I was curious about the importance of nonoverlapping tuples in this algorithm, so here are the results from the same quasi-Monte Carlo procedure as above, but with the pairs in a different order (one where the tuples overlap). The random walk looks the same as always: Random walk using overlapping quasi-random numbers However, the resulting distribution has a bit of lean to it: Histogram of random walk positions using overlapping quasi-random numbers The mean seems to settle somewhere away from the correct value, and the estimate of the uncertainty does not decrease: Average computed from several random walks using overlapping quasi-random numbers

These results can't be trusted:

	Mean	MSE
Present work	$2.99 \times 10^{-3}$	$3.31 \times 10^{-3}$

Clearly, the ordering of the tuples implied by their nonoverlapping nature is crucial! Let's not do that again.

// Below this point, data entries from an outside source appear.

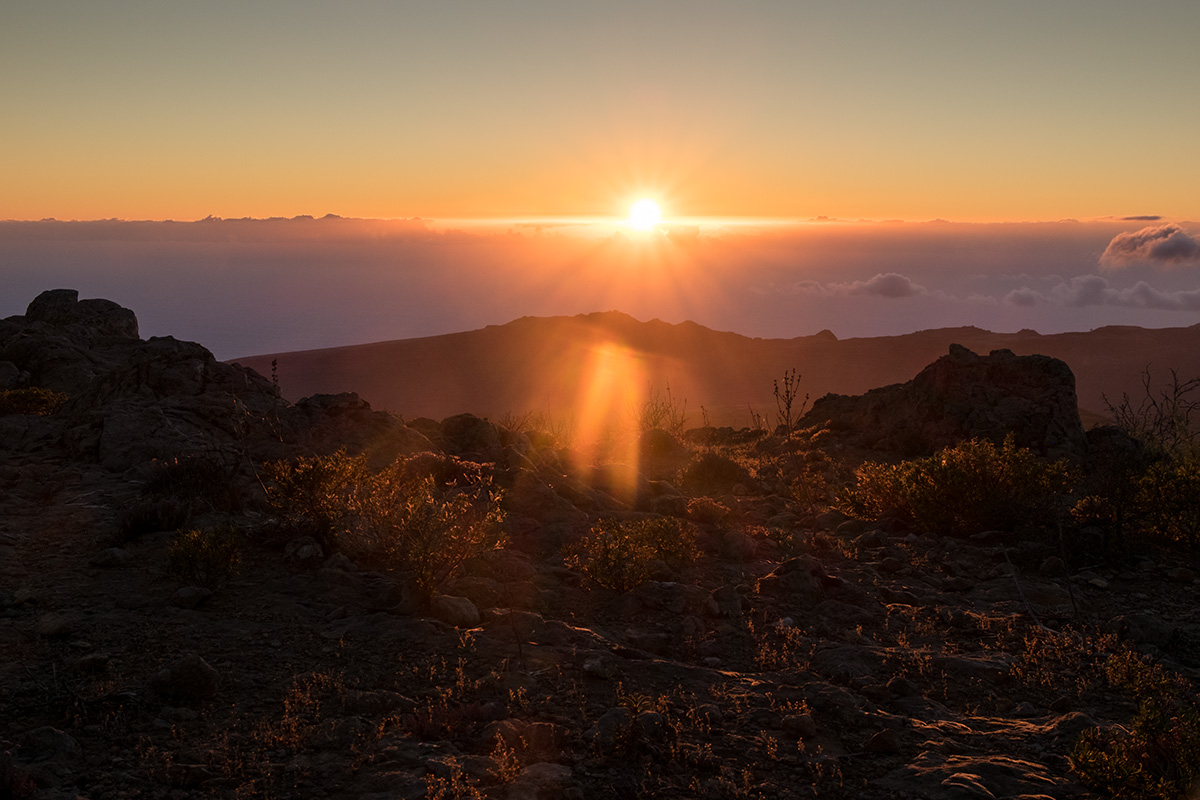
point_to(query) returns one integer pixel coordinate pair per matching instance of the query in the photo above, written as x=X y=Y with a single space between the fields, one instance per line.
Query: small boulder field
x=942 y=589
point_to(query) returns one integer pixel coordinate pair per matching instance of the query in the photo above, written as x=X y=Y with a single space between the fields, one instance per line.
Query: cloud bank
x=891 y=284
x=1159 y=245
x=1095 y=290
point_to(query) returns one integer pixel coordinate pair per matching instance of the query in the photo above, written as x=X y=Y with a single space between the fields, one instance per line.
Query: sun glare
x=645 y=214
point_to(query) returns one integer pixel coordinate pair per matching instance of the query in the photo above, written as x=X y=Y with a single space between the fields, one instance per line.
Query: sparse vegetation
x=1157 y=756
x=421 y=518
x=789 y=405
x=964 y=489
x=33 y=401
x=622 y=554
x=205 y=558
x=664 y=411
x=1163 y=420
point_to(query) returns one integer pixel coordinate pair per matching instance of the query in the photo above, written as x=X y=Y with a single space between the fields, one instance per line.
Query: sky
x=1042 y=157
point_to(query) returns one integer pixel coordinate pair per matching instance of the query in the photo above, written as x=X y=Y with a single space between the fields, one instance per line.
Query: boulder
x=455 y=611
x=965 y=396
x=186 y=681
x=63 y=308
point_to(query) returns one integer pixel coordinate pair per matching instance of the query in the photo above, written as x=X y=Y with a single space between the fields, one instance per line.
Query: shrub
x=205 y=558
x=151 y=515
x=421 y=517
x=33 y=401
x=203 y=480
x=1158 y=753
x=317 y=494
x=663 y=411
x=426 y=525
x=621 y=554
x=1163 y=421
x=711 y=473
x=970 y=487
x=1168 y=500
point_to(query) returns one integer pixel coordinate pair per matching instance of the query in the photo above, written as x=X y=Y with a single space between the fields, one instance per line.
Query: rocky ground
x=805 y=654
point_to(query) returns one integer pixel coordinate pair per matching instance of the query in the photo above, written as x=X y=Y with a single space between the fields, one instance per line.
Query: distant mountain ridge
x=550 y=364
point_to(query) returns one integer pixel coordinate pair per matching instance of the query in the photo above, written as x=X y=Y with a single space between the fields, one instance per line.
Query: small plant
x=33 y=401
x=207 y=480
x=205 y=558
x=1158 y=753
x=16 y=781
x=663 y=411
x=787 y=413
x=149 y=515
x=1163 y=421
x=508 y=764
x=423 y=517
x=1169 y=500
x=970 y=487
x=621 y=554
x=426 y=527
x=317 y=494
x=456 y=786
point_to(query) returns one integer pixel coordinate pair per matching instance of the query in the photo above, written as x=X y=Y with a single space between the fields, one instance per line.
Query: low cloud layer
x=1095 y=290
x=1161 y=245
x=891 y=284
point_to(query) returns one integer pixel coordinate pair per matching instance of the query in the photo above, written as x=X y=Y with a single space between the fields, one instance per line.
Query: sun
x=645 y=214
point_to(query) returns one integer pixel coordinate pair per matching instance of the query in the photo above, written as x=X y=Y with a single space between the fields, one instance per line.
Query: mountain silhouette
x=546 y=364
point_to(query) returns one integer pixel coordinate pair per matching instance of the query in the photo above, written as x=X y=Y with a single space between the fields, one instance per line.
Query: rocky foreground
x=805 y=654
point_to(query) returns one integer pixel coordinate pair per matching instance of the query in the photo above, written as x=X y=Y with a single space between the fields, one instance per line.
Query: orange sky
x=869 y=109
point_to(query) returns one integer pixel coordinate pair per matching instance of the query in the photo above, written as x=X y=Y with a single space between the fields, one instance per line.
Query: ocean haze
x=245 y=287
x=553 y=365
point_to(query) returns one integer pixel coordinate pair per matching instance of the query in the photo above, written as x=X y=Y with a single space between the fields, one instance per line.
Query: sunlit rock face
x=965 y=396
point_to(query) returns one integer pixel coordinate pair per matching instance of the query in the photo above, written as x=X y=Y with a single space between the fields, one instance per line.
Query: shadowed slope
x=543 y=364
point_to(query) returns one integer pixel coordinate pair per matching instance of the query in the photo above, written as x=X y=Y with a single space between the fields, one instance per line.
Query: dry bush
x=1161 y=421
x=33 y=401
x=317 y=494
x=205 y=558
x=663 y=411
x=421 y=517
x=1158 y=755
x=970 y=487
x=621 y=554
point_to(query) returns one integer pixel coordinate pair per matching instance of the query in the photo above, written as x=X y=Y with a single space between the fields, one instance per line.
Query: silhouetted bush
x=207 y=481
x=205 y=558
x=317 y=495
x=970 y=487
x=421 y=517
x=425 y=524
x=33 y=401
x=711 y=473
x=1169 y=501
x=1155 y=757
x=150 y=515
x=1161 y=421
x=621 y=554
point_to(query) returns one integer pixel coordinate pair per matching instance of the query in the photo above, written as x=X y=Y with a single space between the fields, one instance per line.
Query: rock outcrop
x=132 y=401
x=965 y=396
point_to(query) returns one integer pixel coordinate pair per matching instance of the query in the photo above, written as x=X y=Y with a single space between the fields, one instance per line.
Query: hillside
x=550 y=364
x=208 y=590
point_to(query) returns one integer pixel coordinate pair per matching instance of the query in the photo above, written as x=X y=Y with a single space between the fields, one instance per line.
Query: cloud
x=1095 y=290
x=1164 y=245
x=891 y=284
x=1025 y=298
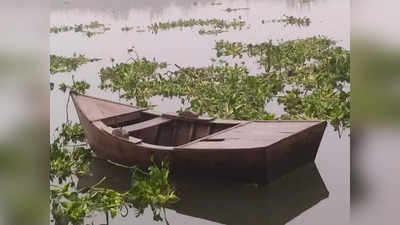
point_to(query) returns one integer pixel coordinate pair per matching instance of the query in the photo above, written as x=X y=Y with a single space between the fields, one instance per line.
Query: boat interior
x=164 y=130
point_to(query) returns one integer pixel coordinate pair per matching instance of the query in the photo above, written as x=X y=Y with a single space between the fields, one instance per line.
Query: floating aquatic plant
x=88 y=29
x=314 y=75
x=70 y=158
x=291 y=20
x=137 y=78
x=235 y=9
x=61 y=64
x=216 y=24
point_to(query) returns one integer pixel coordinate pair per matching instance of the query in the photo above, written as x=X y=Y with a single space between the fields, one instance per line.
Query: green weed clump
x=61 y=64
x=215 y=24
x=70 y=158
x=89 y=30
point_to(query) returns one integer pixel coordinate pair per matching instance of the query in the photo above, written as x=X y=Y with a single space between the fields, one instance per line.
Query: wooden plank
x=250 y=135
x=121 y=119
x=97 y=109
x=182 y=133
x=189 y=119
x=146 y=124
x=201 y=130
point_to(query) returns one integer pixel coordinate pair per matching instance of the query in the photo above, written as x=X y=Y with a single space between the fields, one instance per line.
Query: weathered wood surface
x=97 y=109
x=258 y=151
x=146 y=124
x=249 y=136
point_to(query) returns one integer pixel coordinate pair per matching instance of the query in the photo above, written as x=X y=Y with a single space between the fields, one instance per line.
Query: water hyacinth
x=291 y=20
x=216 y=24
x=70 y=158
x=89 y=30
x=308 y=77
x=314 y=74
x=61 y=64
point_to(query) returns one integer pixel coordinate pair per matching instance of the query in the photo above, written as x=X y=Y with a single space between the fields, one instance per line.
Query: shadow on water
x=231 y=202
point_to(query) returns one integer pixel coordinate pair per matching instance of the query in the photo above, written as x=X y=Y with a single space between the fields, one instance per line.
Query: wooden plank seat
x=146 y=124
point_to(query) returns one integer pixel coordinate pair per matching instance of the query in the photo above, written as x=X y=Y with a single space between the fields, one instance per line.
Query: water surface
x=316 y=194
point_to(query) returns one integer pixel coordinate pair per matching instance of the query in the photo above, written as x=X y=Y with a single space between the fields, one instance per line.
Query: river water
x=315 y=194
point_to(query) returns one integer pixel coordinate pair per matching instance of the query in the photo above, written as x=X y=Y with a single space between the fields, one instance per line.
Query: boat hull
x=260 y=164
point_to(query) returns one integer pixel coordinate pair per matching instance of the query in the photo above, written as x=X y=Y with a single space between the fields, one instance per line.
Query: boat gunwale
x=318 y=123
x=102 y=127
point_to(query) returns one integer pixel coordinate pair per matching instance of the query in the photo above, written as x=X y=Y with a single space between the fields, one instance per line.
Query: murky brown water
x=300 y=198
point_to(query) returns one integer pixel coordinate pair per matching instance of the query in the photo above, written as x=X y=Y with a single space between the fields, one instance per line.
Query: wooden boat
x=249 y=150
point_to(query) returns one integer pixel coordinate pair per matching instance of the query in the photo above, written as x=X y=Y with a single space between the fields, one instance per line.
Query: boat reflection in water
x=231 y=202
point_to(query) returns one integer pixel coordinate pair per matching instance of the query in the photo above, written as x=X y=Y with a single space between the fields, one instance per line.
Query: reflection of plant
x=72 y=206
x=61 y=64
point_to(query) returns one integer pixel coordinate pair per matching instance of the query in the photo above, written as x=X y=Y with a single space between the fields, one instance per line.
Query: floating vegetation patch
x=137 y=78
x=313 y=73
x=70 y=158
x=235 y=9
x=291 y=20
x=77 y=86
x=216 y=3
x=126 y=28
x=88 y=29
x=309 y=78
x=61 y=64
x=211 y=32
x=215 y=24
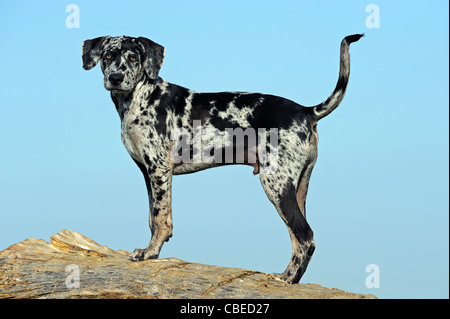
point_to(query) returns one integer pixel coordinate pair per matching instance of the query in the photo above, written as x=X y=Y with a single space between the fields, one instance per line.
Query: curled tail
x=332 y=102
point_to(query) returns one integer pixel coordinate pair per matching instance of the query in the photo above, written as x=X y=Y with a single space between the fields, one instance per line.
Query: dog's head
x=124 y=60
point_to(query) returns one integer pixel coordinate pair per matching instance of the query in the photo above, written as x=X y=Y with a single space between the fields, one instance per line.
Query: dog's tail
x=332 y=102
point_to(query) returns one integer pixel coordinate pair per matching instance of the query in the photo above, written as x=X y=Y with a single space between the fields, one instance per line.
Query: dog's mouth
x=116 y=88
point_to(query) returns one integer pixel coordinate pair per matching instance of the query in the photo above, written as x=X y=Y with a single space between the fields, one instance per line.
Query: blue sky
x=378 y=193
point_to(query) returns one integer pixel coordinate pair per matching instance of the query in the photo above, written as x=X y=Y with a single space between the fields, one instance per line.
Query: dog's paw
x=142 y=254
x=284 y=277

Example 2: Multivariate normal distribution

For the other example, we consider the integral $\frac{1}{(2\pi)^{16}} \int\! \mathrm{d} x_1 \cdots \int\! \mathrm{d} x_{32} \, e^{-\sum_{i=1}^{32} \frac{x_i^2}{2}} \sum_{i=1}^{32} x_i^2,$ which evaluates to $32$ . For the Monte Carlo updates, we take $1048583$ steps, and within each step we loop over the $32$ components of $\vec{x}$ , requiring $64$ pseudo-random numbers to complete all the updates. We propose to move each component by an amount drawn uniformly from $[-5, 5)$ , accepting according to the Metropolis criterion for the distribution $p(\vec{x}) = \frac{e^{-\sum_{i=1}^{32} \frac{x_i^2}{2}}}{(2\pi)^{16}}.$ This process is repeated $30$ times, and the average of $V(\vec{x}) = \sum_{i=1}^{32} x_i^2$ from all these realizations is taken at each step. The result looks acceptable: Average computed from several random walks using pseudo-random numbers

In the quasi-Monte Carlo case, we use the LCG with the recurrence relation $r_i \equiv 89 \cdot r_{i-1} \pmod{1048583},$ where we've picked the parameters completely arbitrarily. Here is the average over $30$ randomized walkers: Average computed from several random walks using quasi-random numbers

That this worked at all suggests that I may have understood the approach for nonhomogeneous proposal functions correctly! Additionally, we see a $2.05$ times reduction in the MSE:

	Mean	MSE
Monte Carlo	$31.999$	$4.615 \times 10^{-4}$
Quasi-Monte Carlo	$32.006$	$2.246 \times 10^{-4}$

Again, the hybrid method is not a clear slam dunk for this problem.

Conclusions

The algorithm as described above seems to be what Owen and Tribble had in mind. I was able to implement it and use it successfully for a pair of simple examples involving the normal distribution. In both cases, the improvements due to the hybrid method were present, but not nearly as impressive as the 200-fold reduction in variance that the authors saw in their second example (which I have not tried myself).

The article ends with the following:

We conclude by noting that the extra work in implementing MCMC with QMC is very small. One replaces the RNG by another RNG that has a smaller period and then uses the entire period one or more times.

However, it's not quite so simple:

The RNG parameters must be chosen carefully for quasi-Monte Carlo. This is not an issue for Monte Carlo, since any modern pseudo-random number generator is typically treated as a black box.
The entire sampling procedure must be repeated multiple times with randomization of the sampled points in order to estimate the standard error in quasi-Monte Carlo. In contrast, a single Monte Carlo random walk is often sufficient.
The generation of nonoverlapping tuples is not particularly complex, but does need to be implemented.

With all this in mind, I think that there are certainly real applications that benefit from the hybrid method of Owen and Tribble, but some consideration is required before substituting it in place of MCMC for any specific application.